Weiter nicht einverstanden mit dem "Reservetag" zeigte sich indes SPÖ-Chef Georg Dornauer. Dieser hätte lieber eine Sonderlandtagssitzung zu Ischgl im November gehabt. Und wetterte entsprechend auch am Dienstag: Die Regierungsparteien ÖVP und Grüne würden die Causa weiter klein halten wollen - und würden dabei von der "Schein-Opposition aus FPÖ und NEOS, die zu ihrem Kuschelkurs aus dem April zurückkehren", unterstützt. Gleichzeitig forderte Dornauer weiter personelle Konsequenzen.

Folgen mahnte weiter auch NEOS-Landessprecher Dominik Oberhofer ein - und zwar forderte er den Abgang von Landessanitätsdirektor Franz Katzgraber und des Leiters der Öffentlichkeitsarbeit des Landes, Florian Kurzthaler. In beiden Abteilungen seien "massive Fehler" passiert.

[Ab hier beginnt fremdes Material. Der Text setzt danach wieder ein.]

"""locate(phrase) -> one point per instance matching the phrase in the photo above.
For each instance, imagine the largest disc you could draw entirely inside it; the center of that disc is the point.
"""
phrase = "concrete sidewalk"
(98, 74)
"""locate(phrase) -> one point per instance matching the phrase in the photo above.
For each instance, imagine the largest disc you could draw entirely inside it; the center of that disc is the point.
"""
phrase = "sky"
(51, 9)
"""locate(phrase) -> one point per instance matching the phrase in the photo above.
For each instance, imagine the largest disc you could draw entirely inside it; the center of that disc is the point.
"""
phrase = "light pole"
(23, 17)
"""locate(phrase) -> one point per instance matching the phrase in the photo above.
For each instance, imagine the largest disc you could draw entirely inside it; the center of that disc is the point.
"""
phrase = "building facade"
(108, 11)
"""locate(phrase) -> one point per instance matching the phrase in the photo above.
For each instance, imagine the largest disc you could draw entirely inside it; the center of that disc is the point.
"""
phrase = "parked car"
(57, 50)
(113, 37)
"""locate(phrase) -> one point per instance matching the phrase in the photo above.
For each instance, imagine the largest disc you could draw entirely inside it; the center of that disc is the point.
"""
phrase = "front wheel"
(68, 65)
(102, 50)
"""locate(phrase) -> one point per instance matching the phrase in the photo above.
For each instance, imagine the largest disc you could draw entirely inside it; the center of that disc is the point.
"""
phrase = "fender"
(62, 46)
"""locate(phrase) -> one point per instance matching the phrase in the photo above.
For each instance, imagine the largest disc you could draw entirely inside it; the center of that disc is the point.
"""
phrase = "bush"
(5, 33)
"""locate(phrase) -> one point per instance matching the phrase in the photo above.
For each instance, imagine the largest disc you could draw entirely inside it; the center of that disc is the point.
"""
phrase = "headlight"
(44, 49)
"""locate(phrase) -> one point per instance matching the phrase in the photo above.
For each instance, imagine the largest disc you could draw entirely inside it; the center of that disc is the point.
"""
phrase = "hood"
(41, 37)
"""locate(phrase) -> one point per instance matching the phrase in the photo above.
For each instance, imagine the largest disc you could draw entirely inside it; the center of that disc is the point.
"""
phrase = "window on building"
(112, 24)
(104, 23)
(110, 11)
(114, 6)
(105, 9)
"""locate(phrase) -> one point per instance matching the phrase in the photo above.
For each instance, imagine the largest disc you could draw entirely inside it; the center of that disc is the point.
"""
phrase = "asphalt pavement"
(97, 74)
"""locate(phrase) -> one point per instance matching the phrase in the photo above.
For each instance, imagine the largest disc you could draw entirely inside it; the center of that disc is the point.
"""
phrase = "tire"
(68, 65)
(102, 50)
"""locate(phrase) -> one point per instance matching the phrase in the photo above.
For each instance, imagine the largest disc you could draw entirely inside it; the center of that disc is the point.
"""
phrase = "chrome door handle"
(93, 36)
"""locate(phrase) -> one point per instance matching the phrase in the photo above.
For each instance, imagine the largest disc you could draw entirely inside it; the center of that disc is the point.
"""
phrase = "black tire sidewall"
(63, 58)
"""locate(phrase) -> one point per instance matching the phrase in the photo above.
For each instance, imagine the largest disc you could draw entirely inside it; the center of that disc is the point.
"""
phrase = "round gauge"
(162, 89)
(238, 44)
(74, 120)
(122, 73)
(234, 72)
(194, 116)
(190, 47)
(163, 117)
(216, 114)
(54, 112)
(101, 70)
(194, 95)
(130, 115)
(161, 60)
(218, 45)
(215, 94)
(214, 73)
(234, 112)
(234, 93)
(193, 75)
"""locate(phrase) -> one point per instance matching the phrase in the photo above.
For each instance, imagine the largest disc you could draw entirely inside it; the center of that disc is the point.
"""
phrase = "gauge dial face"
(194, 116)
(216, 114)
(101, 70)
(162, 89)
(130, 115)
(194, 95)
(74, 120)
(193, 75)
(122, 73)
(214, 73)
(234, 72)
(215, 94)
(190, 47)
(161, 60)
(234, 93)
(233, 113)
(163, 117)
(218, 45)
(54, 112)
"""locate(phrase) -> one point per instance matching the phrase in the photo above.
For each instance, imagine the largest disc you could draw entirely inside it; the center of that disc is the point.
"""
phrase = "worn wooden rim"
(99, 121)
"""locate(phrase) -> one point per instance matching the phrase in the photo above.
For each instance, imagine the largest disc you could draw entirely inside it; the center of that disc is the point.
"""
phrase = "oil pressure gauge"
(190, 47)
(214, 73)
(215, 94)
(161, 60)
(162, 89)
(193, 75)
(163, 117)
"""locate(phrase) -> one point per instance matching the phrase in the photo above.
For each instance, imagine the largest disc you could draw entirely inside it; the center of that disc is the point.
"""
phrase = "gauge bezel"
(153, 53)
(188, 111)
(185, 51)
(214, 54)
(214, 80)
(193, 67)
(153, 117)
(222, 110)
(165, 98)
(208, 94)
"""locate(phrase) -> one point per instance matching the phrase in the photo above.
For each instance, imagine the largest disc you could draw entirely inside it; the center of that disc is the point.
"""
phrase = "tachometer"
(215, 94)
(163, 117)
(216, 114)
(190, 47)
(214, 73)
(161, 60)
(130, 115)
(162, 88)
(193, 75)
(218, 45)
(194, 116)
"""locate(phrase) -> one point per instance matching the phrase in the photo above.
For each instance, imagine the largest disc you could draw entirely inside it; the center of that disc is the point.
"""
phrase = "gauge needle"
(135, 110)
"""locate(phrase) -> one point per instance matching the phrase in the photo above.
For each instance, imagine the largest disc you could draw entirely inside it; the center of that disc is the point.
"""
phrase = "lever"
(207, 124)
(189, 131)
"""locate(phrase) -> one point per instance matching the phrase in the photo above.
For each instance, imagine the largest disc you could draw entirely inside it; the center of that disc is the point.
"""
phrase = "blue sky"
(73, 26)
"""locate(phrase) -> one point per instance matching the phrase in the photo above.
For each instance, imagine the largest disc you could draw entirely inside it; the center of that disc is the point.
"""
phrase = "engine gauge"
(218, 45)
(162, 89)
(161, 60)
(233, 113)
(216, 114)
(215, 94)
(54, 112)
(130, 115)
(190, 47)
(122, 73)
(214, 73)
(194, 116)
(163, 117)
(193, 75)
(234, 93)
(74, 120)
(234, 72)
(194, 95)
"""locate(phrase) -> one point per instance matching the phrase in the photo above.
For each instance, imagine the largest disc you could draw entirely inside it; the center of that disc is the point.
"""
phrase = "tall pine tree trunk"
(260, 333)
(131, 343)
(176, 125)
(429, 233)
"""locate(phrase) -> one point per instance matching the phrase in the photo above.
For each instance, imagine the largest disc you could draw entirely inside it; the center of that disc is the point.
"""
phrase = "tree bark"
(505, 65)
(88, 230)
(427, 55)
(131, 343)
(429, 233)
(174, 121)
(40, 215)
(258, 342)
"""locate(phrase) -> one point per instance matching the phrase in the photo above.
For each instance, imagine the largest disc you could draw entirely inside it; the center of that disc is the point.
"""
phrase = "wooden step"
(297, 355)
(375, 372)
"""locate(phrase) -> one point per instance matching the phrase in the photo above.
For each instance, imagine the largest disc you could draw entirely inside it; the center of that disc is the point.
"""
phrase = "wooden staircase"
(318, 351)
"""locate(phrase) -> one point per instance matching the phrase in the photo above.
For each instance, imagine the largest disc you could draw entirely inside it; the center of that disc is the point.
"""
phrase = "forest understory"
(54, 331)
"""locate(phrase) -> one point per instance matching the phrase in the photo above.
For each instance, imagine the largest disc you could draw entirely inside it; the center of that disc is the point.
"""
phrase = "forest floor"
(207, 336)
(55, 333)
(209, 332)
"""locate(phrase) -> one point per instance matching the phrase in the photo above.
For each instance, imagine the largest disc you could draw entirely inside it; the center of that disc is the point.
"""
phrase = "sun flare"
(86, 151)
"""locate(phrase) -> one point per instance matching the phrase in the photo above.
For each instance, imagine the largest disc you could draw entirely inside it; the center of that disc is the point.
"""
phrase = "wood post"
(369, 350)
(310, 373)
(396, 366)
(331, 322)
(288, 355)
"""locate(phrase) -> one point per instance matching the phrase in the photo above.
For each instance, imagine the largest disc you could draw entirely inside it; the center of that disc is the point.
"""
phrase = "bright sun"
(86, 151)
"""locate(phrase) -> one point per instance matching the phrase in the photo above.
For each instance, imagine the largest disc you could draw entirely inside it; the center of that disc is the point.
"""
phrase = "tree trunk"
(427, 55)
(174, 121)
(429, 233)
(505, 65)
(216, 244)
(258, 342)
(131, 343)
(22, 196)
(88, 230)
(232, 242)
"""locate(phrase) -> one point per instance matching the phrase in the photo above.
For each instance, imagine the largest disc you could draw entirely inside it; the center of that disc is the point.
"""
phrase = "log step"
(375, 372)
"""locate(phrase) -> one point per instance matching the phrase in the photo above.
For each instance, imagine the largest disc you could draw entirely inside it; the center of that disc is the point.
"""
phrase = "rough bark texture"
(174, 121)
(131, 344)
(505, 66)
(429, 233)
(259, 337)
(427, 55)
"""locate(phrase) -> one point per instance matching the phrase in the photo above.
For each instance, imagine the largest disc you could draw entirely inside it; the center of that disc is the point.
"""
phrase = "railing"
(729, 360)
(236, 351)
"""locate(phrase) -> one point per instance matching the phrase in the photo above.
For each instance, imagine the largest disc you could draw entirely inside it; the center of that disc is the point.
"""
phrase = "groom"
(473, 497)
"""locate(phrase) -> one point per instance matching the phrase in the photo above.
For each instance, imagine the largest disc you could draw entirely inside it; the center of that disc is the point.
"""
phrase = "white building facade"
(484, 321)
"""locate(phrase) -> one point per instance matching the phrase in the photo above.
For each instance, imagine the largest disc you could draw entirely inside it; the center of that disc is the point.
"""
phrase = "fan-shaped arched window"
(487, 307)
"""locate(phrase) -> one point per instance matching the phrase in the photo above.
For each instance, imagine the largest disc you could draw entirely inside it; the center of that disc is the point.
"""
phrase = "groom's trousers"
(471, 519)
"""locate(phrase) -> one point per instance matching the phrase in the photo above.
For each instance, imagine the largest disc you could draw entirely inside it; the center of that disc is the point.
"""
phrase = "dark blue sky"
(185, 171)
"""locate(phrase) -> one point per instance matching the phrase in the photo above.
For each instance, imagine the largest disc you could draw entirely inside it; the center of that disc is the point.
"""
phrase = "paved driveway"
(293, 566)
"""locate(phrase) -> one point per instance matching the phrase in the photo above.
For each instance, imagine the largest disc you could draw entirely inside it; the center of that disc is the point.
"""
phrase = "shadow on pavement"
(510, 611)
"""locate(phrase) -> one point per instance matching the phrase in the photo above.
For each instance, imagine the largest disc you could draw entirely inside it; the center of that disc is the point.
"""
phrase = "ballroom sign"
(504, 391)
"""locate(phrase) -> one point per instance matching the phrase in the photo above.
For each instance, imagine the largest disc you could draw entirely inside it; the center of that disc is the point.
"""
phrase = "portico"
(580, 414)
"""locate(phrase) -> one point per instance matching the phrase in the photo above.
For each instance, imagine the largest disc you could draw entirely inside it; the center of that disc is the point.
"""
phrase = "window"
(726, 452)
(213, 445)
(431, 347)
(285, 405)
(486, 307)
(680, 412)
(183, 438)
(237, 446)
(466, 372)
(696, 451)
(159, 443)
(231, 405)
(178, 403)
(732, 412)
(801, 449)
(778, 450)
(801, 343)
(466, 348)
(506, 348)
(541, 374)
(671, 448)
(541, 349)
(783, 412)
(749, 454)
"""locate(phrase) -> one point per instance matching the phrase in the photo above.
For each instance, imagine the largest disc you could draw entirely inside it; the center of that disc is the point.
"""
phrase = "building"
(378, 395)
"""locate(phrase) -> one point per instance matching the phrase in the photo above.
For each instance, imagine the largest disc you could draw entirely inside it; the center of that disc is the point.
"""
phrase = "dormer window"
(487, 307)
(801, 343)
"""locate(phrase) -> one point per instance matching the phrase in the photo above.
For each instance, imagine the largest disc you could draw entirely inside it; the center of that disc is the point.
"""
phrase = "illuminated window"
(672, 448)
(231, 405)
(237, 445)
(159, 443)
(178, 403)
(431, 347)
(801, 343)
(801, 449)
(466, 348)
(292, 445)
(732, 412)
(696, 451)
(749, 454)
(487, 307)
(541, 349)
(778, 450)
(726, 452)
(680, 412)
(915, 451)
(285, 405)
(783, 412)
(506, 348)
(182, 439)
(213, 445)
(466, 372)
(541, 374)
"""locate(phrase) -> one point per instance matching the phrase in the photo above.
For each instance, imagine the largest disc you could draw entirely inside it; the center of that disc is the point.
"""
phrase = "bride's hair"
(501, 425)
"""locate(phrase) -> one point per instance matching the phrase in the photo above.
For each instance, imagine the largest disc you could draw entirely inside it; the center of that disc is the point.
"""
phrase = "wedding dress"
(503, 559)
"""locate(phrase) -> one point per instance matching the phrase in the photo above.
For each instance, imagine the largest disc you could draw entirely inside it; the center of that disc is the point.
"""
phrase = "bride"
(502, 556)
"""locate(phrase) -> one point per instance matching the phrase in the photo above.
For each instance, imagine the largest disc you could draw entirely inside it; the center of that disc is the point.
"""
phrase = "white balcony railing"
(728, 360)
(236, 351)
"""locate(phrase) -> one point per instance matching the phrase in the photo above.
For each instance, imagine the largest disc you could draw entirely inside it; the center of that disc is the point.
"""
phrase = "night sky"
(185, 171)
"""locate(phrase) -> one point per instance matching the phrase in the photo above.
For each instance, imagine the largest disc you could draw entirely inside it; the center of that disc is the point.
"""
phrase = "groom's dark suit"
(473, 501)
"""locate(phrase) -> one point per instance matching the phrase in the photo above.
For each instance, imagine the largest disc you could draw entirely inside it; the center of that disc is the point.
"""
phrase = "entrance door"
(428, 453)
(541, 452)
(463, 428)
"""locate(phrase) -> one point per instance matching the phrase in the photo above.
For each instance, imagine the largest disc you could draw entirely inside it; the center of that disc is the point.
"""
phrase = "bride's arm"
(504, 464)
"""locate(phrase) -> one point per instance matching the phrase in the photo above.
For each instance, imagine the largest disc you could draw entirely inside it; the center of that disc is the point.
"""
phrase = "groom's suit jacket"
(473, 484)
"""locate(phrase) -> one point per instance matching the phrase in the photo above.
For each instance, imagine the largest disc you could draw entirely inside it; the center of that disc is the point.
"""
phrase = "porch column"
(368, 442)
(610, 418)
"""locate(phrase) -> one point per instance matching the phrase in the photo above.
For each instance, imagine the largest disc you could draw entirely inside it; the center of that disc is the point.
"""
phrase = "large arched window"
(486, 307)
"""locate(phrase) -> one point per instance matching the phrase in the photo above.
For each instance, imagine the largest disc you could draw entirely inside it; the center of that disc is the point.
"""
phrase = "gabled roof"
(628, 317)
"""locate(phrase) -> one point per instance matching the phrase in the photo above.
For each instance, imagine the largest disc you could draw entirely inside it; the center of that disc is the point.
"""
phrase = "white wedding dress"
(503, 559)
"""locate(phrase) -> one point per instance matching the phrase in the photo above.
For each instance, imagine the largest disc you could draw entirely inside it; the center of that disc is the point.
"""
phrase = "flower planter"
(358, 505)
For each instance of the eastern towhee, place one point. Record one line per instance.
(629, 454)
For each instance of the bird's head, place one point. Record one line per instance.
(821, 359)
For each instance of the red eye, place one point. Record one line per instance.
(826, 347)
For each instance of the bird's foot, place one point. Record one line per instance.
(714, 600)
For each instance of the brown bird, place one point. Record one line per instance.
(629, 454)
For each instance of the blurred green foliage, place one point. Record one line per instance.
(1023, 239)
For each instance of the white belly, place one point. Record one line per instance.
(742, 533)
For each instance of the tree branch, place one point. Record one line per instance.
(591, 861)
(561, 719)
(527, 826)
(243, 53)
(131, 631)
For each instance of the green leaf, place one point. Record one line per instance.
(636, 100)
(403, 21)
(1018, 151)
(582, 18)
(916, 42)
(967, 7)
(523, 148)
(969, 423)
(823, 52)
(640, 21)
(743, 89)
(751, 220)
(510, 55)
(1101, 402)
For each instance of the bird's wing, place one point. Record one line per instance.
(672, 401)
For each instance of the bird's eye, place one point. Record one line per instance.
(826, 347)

Dass es am kommenden Freitag erneut zu Misstrauensanträgen gegen Regierungsmitglieder - etwa Gesundheitslandesrat Bernhard Tilg (ÖVP) - kommen wird, hält Tirols FPÖ-Chef Markus Abwerzger unterdessen für eher unwahrscheinlich. Jetzt gehe es einmal darum, den Bericht zu studieren und dann kontrovers im Landtag zu diskutieren.